若者は3年で会社をやめ、「石の上にも…」が死語になりつつある昨今。3年どころか10年、15年と座り続け、見事に花を咲かせる芸人たちがいる。今年行われた「キングオブコント」で優勝した芸歴16年目の「バイきんぐ」もそうだ。
なぜ遅咲きになったのか、ネタ作りとツッコミを担当する小峠英二は語る。
「早く売れるに越したことはなかったんですが、自分たちに合うネタがなかなか見つからなかったということなんです」
昔はボケとツッコミが逆で、マンガチックで奇抜なネタをやっていた。だが4年前から担当マネジャーのアイデアで、2カ月に1回、新ネタ6本をおろすライブを今年まで続けた。
「特に東京では、芸人がブレークするきっかけになるのはネタです。トークとかを磨く暇があったらネタの実力を上げてほしかった」(担当マネジャー)
新ネタをたくさん作る中で、ボケとツッコミの入れ替えを試したところ、劇場の反応が良かった。奇抜なネタから「少しずれた人間」が出てくる演劇色の強いネタに切り替え、「いかにもボケらしい言葉は使わないようにした」(小峠)ところ、評価が高まっていった。「キングオブコント」で高評価を得た、自動車教習所の卒業生が教習所を懐かしみにくるコントは、まさに「新生バイきんぐ」の真骨頂ともいえるネタだった。

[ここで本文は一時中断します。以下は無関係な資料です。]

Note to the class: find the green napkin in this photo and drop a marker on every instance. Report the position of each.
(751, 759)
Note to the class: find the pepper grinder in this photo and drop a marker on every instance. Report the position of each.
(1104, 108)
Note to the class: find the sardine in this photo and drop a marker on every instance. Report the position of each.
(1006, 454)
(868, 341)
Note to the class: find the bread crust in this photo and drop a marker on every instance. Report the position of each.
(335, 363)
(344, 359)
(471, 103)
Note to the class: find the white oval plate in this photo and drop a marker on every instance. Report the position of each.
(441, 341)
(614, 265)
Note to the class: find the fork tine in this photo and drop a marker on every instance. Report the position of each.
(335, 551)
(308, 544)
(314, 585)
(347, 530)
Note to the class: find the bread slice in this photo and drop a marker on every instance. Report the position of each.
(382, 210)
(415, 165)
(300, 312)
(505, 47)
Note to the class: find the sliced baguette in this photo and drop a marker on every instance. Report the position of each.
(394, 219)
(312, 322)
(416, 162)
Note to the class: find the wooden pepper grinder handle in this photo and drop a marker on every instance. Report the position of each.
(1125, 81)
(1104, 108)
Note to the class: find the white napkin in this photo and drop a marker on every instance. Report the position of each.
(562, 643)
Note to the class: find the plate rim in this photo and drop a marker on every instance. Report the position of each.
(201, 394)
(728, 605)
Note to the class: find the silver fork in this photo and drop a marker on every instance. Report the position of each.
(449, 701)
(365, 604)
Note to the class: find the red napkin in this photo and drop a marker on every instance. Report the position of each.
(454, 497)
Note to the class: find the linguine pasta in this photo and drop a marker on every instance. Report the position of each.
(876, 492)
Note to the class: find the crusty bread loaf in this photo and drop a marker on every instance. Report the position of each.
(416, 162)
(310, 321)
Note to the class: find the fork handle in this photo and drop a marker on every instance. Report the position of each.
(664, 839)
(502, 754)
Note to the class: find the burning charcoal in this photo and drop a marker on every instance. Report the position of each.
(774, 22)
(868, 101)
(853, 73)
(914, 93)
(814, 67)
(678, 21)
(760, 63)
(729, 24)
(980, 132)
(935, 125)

ボケ担当の西村瑞樹は先輩芸人に「やめへんのも才能や」と言われたことがある。
「結婚を機にやめたやつもいる。運良く続けてこられたからこそ、今があるんだと思います」
お笑い評論家のラリー遠田さんに、「続ける才能」を発揮し続けている「遅咲き候補」2組を挙げてもらった。オジンオズボーン(松竹芸能)はかつてアイドル人気を誇っていたが、最近ボケの篠宮暁が大きくキャラクターを変えて今年の「THE MANZAI」決勝進出はすでにほぼ確定。「スパローズ」(浅井企画)は「18年やっても売れない」という自虐ネタで、ライブではひっぱりだこだという。